Meltdowns – We’ve all had them. Some of us have had them more recently than others. Some might live with someone (grown up or little) who frequently melts down.
In psychology, we understand that melt downs are the letting out of built up emotions – frustration, excitement, disappointment, anger, despair, grief….
Strong feelings usually let us know that we have a big problem, or sometimes an accumulation of smaller problems, that need solving. Unresolved problems, worries, fear and distress can build to panic or rage when the brain is overwhelmed at the work it needs to do to coordinate all the information it is getting to come up with an action that will satisfy and solve. Melt downs are certainly a letting go and letting go can have its advantages. With our cortex back in control after an emotional outburst, we can often think things through more clearly.
However, melt downs can come at a cost. Often, when we let our emotions take the front seat in our brain, we can do and say things that can hurt others physically or emotionally. So, after a meltdown, we can end up with more problems in addition to those that triggered the explosion in the first place.
There are some factors that we know are linked to a higher likelihood of meltdowns.
- The fight and flight (or freeze) response – Our body is naturally wired to defend itself. If it feels threatened, brain functioning in the cortex or the thinking part of the brain, is compromised or completely by-passed in order to make quicker, life-saving reactions. If someone regularly interprets a situation or a problem as a threat to their own well being or life (or to the life of someone they care about) melt downs are more likely. Sadly, if someone has lived through multiple life-threatening events, their fight and flight response can be, understandably, twitchy.
- Someone’s temperament – Temperament is a stable pattern of responding that we are born with. Our temperaments are short lived and can be altered with time and parenting. Children who are born with a ‘touchy’ or ‘anxious’ temperament, are more likely to melt down. In adults, we more readily refer to stable character and coping traits as personality. Some people with certain personalities find it very hard to cope without meltdowns
- Mental health – People who have troubles sustaining attention or who have a depression or anxiety disorder may be more prone melt down.
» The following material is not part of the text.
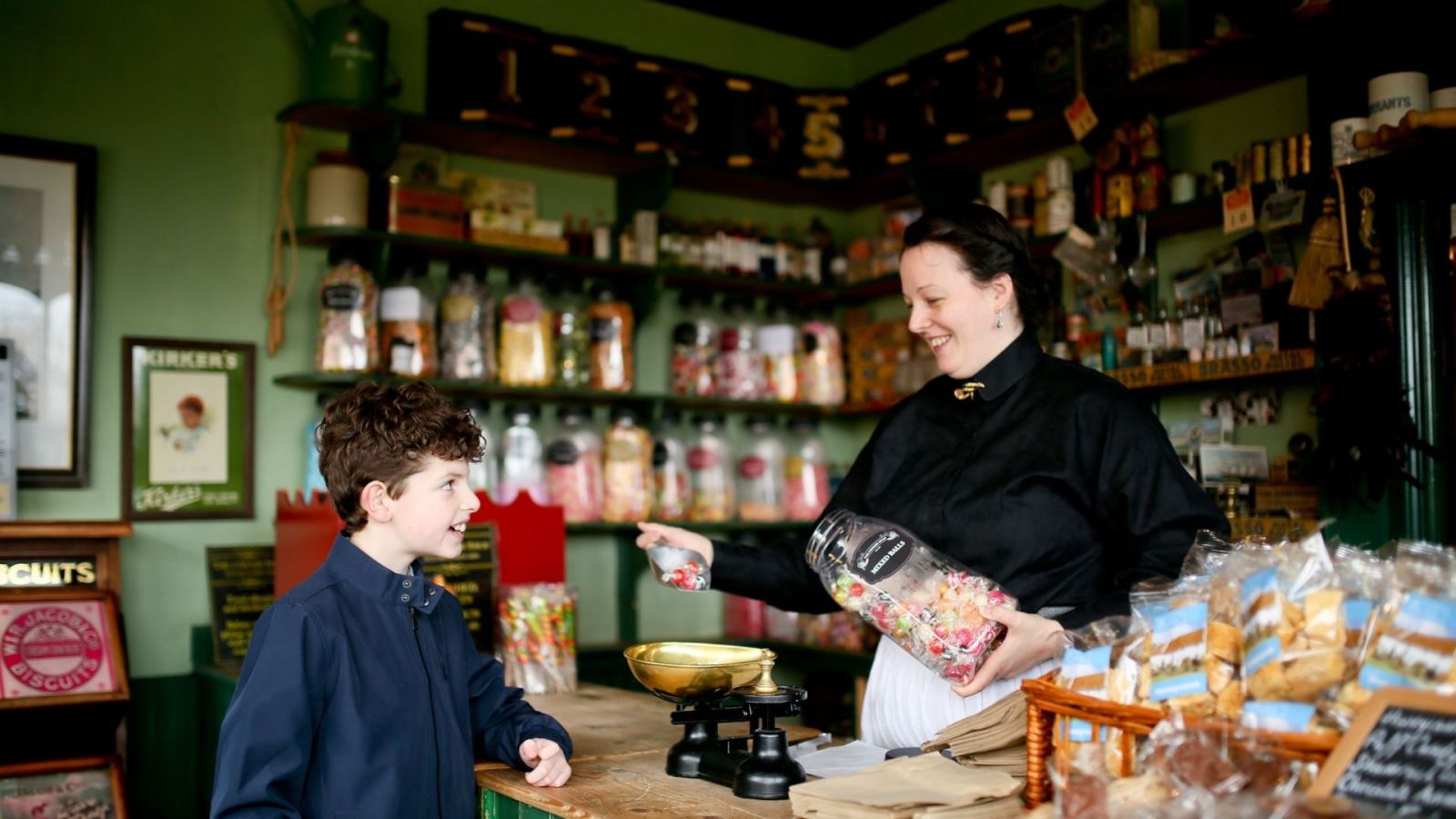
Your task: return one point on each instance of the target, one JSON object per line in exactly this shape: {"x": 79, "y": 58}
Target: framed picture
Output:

Substance use, be it coffee, alcohol or illicit drugs, will also make a person more prone to melt downs because it alters the amount of stimulation the brain experiences.
- Difficulties being able to see other peoples’ points of view or think abstractly to solve problems – Children of a certain age are more prone to melt downs because they have not yet developed the capacity to take another’s perspective or to solve problems. As we get older and learn more, we get cleverer and more creative about coming up with solutions to problems. If, however, our brain activity is compromised (by injury, Autism, dementia, stroke), melt downs can become more frequent.
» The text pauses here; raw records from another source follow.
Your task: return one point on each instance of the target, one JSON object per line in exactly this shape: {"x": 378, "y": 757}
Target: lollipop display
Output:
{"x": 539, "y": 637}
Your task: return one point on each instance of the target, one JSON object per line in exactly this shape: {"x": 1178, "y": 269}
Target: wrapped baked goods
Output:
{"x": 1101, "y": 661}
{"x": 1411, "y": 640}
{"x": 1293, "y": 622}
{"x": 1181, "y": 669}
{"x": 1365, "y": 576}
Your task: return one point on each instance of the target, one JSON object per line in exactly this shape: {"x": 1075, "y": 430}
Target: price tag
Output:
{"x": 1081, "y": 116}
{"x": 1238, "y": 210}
- Inflexibility – Some people are quite rigid with their ideas and they have trouble changing them, even when they are presented with new ideas or evidence contrary to their opinions. Inflexible people find it hard to imagine. Like the ability to think abstractly, inflexibility can be associated with Autism Spectrum concern, a head injury, a cognitive disability or dementia.
Of course, if you know someone well, you will understand their triggers and the early warning signs that things are going to get messy. Be sure to use this information for good and not evil. Avoid unessential triggers where the avoidance does not affect their quality of life, but we do not want people who have melt downs to have their lives limited by too much avoidance.
If you see warning signs, act to de-escalate. Different de-escalations will work for different people so it’s wise to review all your past attempts. De-escalation will involve different strategies for different ages. For toddlers, it might be a noise or a shiny object, for older children it might involve humour.
The idea of de-escalation is to get the brain to focus on what it can do and offer it some really basic tasks rather than suggest that it do something that might just inflame emotions further. I like to tell people about the Three Things Thing.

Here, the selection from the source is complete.